DeleteI know you are a man of taste Paul, so on the off-chance you see this, I think you will dig it! https://www.youtube.com/watch?v=b5j-96jFDbM
DeleteThank you so much. What an incredible performance. Not enough room to go into it in this little box, but wow! I only have the Blue Note Sheila CD and when I check book indexes there's always very little to be said about her career which is a shame. What is it about Scandinavia and jazz? So many questions. As a side note I downloaded a Trunk 50p album by Lucy Reed and Bill Evans the other day. Track 1 - Inchworm. As you so wonderfully detail, branches and connections. Thanks for the nod, YHO is a wonderful place to browse. All the best, Paul
DeleteDo you know this album by Rita Moss from 77? It's been posted by the arranger on YouTube. Why is there no reissue? Incredible...

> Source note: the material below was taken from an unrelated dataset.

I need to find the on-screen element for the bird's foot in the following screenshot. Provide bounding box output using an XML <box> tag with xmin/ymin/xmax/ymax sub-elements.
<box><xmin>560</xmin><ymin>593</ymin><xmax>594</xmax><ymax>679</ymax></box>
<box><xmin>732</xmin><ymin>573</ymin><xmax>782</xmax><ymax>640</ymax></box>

Deletehttps://youtu.be/E4bdkHPrlaU
Wow, no that's new to me. Wonderful stuff. I can't believe this hasn't been seized upon. Thank you so much. You'll never know how much I needed this today! Perfect.
DeleteCan't recall ever having heard of Lucy Reed, despite Lazy Afternoon being a much loved standard - enjoyed reading this a lot.
ReplyDeleteExcellent. Delighted to learn that!